Bonds have a place in many portfolios: safety, income, even capital appreciation. There are many types of bonds to choose from: US Government, municipals, corporate, even junk bonds. Here are some techniques you can utilize to construct your own bond portfolio:
If you buy short-term high quality bonds, or insured bonds, you have a very high degree of assurance that you will get your principal back, plus interest that is usually higher than on comparable CDs.
Individual bonds are ideal when you need the money by a certain date: buy bonds that mature in the month(s) you will need the funds. No need to explain to your college-bound daughter why she now has to go to community college because “bonds fluctuate.” You will know exactly how much you will get.

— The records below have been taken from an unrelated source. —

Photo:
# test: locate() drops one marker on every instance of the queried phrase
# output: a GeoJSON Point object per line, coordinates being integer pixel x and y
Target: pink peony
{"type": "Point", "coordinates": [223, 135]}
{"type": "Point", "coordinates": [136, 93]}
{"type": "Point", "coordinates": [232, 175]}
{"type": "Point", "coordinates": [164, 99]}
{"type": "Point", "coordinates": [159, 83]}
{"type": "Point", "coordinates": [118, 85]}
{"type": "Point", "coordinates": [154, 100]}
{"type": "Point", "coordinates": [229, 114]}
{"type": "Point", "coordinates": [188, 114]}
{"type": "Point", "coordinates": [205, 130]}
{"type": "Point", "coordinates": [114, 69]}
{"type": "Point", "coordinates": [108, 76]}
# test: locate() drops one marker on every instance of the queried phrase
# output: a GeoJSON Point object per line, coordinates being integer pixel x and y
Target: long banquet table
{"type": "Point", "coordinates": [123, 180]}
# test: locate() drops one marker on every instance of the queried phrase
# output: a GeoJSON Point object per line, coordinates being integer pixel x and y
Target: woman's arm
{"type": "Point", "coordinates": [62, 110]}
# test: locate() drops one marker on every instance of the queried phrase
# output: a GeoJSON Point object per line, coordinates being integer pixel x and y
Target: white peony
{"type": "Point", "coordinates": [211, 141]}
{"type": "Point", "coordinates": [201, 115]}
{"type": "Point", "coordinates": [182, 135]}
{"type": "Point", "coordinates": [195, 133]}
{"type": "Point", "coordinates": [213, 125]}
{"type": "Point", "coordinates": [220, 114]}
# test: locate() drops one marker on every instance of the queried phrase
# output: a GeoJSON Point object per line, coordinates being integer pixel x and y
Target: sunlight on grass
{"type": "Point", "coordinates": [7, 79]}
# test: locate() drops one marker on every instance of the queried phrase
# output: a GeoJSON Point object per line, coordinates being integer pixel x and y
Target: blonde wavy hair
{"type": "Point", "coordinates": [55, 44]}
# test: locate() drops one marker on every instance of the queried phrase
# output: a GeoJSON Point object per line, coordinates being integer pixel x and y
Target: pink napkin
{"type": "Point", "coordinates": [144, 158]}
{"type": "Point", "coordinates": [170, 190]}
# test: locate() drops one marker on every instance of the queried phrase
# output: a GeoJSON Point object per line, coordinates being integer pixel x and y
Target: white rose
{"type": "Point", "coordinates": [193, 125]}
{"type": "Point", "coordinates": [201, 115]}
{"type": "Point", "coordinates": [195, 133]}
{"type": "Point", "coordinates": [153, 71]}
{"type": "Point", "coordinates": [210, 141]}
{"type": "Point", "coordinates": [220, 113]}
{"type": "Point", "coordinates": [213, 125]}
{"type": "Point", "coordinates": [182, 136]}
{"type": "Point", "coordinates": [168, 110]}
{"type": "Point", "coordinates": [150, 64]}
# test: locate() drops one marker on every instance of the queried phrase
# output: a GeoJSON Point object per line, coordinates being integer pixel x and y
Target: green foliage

Interest rates are hard to predict. For that reason, you may want to ladder your portfolio: buy bonds that mature at regular intervals (6-12 months) so that you can reinvest the proceeds accordingly. Interest rates up >>> reinvest in longer maturities to lock in the yield; down >>> reinvest in shorter maturities to have cash available for when interest rates rise.
There are times when fear and panic depress bond prices, as happened in 2008. If you buy a $1,000 face value bond at a deep discount (less than the face value), you will realize a capital gain at maturity, in addition to the high annual interest you will lock in.
Most bonds pay interest semi-annually. But the payment dates vary. You can buy bonds that pay interest in January and July, February and August, and so on to create a fixed monthly income stream.
High current income
It’s best to buy bonds for safety first and income second. If you have a choice between an insured and an uninsured bond, go with the insured one, even if it means less interest. The only exception is junk bonds. Junk bonds pay high interest but have a much higher default rate. For that reason, you want to buy a junk bond fund – the only exception to our “no bond fund” stance. This way, you still get the high income but with less downside risk as typically any bond in a junk bond fund comprises less than 1% of the portfolio, so even a high profile bankruptcy like GM won’t hurt you much.
US Government bonds are free from state and local taxes. Municipal bonds are free from federal taxes and may be free from state taxes as well if you buy bonds issued by the state you live in.
Zero coupon bonds
don’t pay interest but are sold at a deep discount from their face value. As a bond nears maturity, it increases in value. At maturity, you get the full face value. The drawback of a zero coupon bond is that you have to pay annual taxes on “phantom” income (price appreciation) while you are holding it. For that reason, zero coupon bonds are ideal for tax-deferred accounts.
If you tweak and mix the above, you will have a well rounded diversified bond portfolio for a fraction of what a bond fund will charge you that is truly geared towards your specific needs/situation, with additional safety features built in.